Nel Sahel occidentale, i bassi livelli di reddito a fronte di un andamento atipico dei prezzi al rialzo stanno riducendo i volumi di acquisto sui mercati dei cereali e deteriorando i consumi delle famiglie. In Lac, il calo dei volumi degli aiuti, abbinato al ridotto accesso ai mercati, sta costringendo gli sfollati e le famiglie ospitanti a ricorrere a strategie di gestione della crisi.
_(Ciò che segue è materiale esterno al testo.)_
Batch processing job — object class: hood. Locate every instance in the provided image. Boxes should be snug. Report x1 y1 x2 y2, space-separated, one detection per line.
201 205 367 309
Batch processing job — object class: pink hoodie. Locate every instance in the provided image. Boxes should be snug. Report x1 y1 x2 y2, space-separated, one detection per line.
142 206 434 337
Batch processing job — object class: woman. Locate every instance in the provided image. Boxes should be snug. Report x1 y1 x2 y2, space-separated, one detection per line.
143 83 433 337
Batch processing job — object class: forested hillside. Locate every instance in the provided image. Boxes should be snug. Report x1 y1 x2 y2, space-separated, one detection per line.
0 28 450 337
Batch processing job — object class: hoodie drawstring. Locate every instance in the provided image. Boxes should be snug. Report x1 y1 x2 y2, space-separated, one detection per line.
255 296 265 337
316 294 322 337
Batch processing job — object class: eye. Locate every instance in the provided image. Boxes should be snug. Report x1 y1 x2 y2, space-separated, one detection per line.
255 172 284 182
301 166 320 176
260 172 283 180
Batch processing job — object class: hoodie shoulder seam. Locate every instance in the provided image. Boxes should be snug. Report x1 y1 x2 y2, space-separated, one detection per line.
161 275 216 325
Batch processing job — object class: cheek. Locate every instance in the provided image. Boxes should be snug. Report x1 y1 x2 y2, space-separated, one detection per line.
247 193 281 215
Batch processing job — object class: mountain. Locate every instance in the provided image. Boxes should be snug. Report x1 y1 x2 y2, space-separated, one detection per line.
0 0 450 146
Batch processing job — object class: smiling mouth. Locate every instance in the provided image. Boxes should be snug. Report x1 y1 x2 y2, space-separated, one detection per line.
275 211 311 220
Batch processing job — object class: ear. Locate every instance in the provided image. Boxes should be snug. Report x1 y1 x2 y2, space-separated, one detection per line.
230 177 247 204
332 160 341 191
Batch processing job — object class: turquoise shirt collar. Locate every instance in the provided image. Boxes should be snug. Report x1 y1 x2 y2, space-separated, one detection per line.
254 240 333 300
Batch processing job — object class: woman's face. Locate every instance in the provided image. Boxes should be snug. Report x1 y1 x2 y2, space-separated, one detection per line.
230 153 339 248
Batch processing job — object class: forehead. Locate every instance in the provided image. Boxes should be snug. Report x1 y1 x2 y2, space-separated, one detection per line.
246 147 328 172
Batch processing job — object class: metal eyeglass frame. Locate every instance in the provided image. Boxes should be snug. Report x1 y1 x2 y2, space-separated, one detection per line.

Perciò, le popolazioni povere in queste diverse aree si trovano ad affrontare deficit di consumo e stanno sperimentando un’insicurezza alimentare acuta.




L’arrivo improvviso di migliaia di persone ha esercitato una forte pressione sulla popolazione locale già vulnerabile del Ciad orientale. Il che potrebbe causare conflitti e scontri tra le stesse comunità di confine. Le conseguenze di questa crisi sono di sicurezza, economiche, ambientali e politiche. La sfida principale per l’implementazione di aiuti umanitari efficaci è mobilitare la comunità internazionale attorno alla crisi. Ricordiamo che il Ciad ospita già più di 400.000 profughi sudanesi.

Tuttavia, i loro bisogni non vengono finanziati nella misura in cui dovrebbero, tutt’altro. È stato mobilitato solo il 20% dei finanziamenti previsti per il Ciad nel 2022. Nel Piano di risposta umanitaria attuato dalle Nazioni Unite. Le principali sfide umanitarie ruotano attorno a tre punti: mobilitazione, protezione e coordinamento.

In termini di mobilitazione, è molto atteso un impegno finanziario da parte dei donatori. In termini di protezione, è necessario, da un lato, proteggere dalle violenze le persone che hanno attraversato il confine e allestire rifugi di emergenza per accogliere i rifugiati che si trovano nella natura selvaggia, vulnerabili alle intemperie. Dall’altro, per proteggere gli attori umanitari.

Infine, è necessario istituire un sistema di coordinamento tra i diversi attori presenti sul terreno (organizzazioni umanitarie, organizzazioni internazionali, autorità centrali e regionali del Ciad, ecc.) per consentire loro di ottimizzare le loro azioni.